How an artist became a superstar.
Woodham, an advisor to art collectors and institutions, draws on more than 100 interviews for a perceptive examination of the life, art, and legacy of Jean-Michel Basquiat (1960-1988). Of Puerto Rican and Haitian heritage, Basquiat had a troubled childhood, marked by a near-fatal accident when he was 7, requiring a long hospitalization; the breakdown of his parents’ marriage; and his mother’s mental fragility, which led to his being raised by his strict father. A wild, defiant teenager, he dropped out of high school and left home at 18, spending his days “idle and stoned” and his nights at New York City clubs. In 1981, when a friend included some of his drawings in an exhibition at the future MoMA PS1, he attracted the attention of gallerists. Soon, his “raw, frenetic” paintings found buyers. In the roaring art market of the 1980s, Basquiat became famous. Black, pansexual, flamboyant, he fit the image of a tormented, brilliant artist. “Celebrity happens,” Woodham observes, “when who you are and what the world wants converge.” Woodham portrays Basquiat as a man with a “ravenous appetite for new experiences”; intensely competitive, he “wanted to be known as one of the great artists of his generation.” Drugs undid him, though: He died of a heroin overdose at 27, leaving 1,000 paintings and 2,000 drawings.
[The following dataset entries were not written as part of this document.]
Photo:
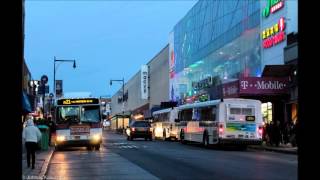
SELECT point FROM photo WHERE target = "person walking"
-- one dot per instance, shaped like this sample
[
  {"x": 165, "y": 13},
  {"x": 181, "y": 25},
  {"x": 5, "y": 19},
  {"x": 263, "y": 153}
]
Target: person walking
[
  {"x": 31, "y": 135},
  {"x": 276, "y": 133}
]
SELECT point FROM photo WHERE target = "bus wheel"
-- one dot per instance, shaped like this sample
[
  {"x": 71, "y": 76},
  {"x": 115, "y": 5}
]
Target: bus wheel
[{"x": 205, "y": 140}]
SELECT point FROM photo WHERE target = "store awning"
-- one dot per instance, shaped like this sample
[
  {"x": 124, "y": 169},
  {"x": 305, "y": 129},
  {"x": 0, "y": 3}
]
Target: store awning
[
  {"x": 276, "y": 70},
  {"x": 26, "y": 106}
]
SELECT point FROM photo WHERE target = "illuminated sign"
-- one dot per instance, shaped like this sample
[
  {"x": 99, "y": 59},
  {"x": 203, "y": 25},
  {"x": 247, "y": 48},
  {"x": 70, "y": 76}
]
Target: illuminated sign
[
  {"x": 250, "y": 118},
  {"x": 272, "y": 6},
  {"x": 274, "y": 34},
  {"x": 144, "y": 82},
  {"x": 77, "y": 101},
  {"x": 204, "y": 83}
]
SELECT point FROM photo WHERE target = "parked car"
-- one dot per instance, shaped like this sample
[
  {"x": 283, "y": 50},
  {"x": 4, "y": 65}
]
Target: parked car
[{"x": 139, "y": 129}]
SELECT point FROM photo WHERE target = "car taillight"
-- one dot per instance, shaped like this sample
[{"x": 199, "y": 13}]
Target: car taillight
[{"x": 221, "y": 129}]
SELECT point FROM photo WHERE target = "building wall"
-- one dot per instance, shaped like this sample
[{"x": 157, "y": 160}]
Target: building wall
[
  {"x": 159, "y": 78},
  {"x": 215, "y": 39},
  {"x": 134, "y": 101},
  {"x": 158, "y": 85}
]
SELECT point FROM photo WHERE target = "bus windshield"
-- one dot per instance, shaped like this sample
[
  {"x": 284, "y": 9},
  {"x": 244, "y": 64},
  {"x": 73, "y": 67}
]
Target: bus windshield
[
  {"x": 72, "y": 114},
  {"x": 90, "y": 114},
  {"x": 68, "y": 114}
]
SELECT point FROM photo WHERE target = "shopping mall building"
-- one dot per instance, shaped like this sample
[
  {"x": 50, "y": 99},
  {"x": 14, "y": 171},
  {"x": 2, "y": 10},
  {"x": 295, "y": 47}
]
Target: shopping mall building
[{"x": 237, "y": 48}]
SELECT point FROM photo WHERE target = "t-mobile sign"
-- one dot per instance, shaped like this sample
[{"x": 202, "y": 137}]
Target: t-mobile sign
[{"x": 257, "y": 85}]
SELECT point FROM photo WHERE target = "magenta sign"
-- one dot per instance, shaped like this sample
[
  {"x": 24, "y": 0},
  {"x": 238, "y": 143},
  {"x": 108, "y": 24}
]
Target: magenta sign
[
  {"x": 231, "y": 90},
  {"x": 265, "y": 85}
]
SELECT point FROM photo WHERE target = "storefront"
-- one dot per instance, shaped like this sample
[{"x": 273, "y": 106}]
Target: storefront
[{"x": 202, "y": 56}]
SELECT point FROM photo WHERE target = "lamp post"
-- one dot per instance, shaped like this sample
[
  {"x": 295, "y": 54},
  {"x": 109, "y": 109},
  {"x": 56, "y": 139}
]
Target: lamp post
[
  {"x": 121, "y": 80},
  {"x": 54, "y": 72}
]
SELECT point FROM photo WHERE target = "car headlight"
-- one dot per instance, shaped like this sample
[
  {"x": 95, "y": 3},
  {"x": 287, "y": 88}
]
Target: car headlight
[{"x": 61, "y": 138}]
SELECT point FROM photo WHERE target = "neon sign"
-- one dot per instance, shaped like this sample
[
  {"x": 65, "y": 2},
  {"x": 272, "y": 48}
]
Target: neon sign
[
  {"x": 77, "y": 101},
  {"x": 274, "y": 34},
  {"x": 272, "y": 6}
]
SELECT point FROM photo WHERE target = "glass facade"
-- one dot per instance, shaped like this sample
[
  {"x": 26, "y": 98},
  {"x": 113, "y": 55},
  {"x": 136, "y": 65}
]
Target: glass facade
[{"x": 217, "y": 39}]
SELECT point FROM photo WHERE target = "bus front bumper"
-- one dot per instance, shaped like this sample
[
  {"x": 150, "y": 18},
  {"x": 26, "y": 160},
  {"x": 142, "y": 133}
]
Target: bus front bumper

Woodham offers an insider’s look at the business of art, revealing the aesthetics and motivations of Basquiat’s early and posthumous collectors; the gallery owners who represented him; and the economic, cultural, and social forces that shape taste and monetary value. Basquiat’s legacy, including sales, exhibitions, and licensing, has been tightly controlled by his father, who refused permission to reproduce Basquiat’s work for this book.
An insider’s look at an artist’s world.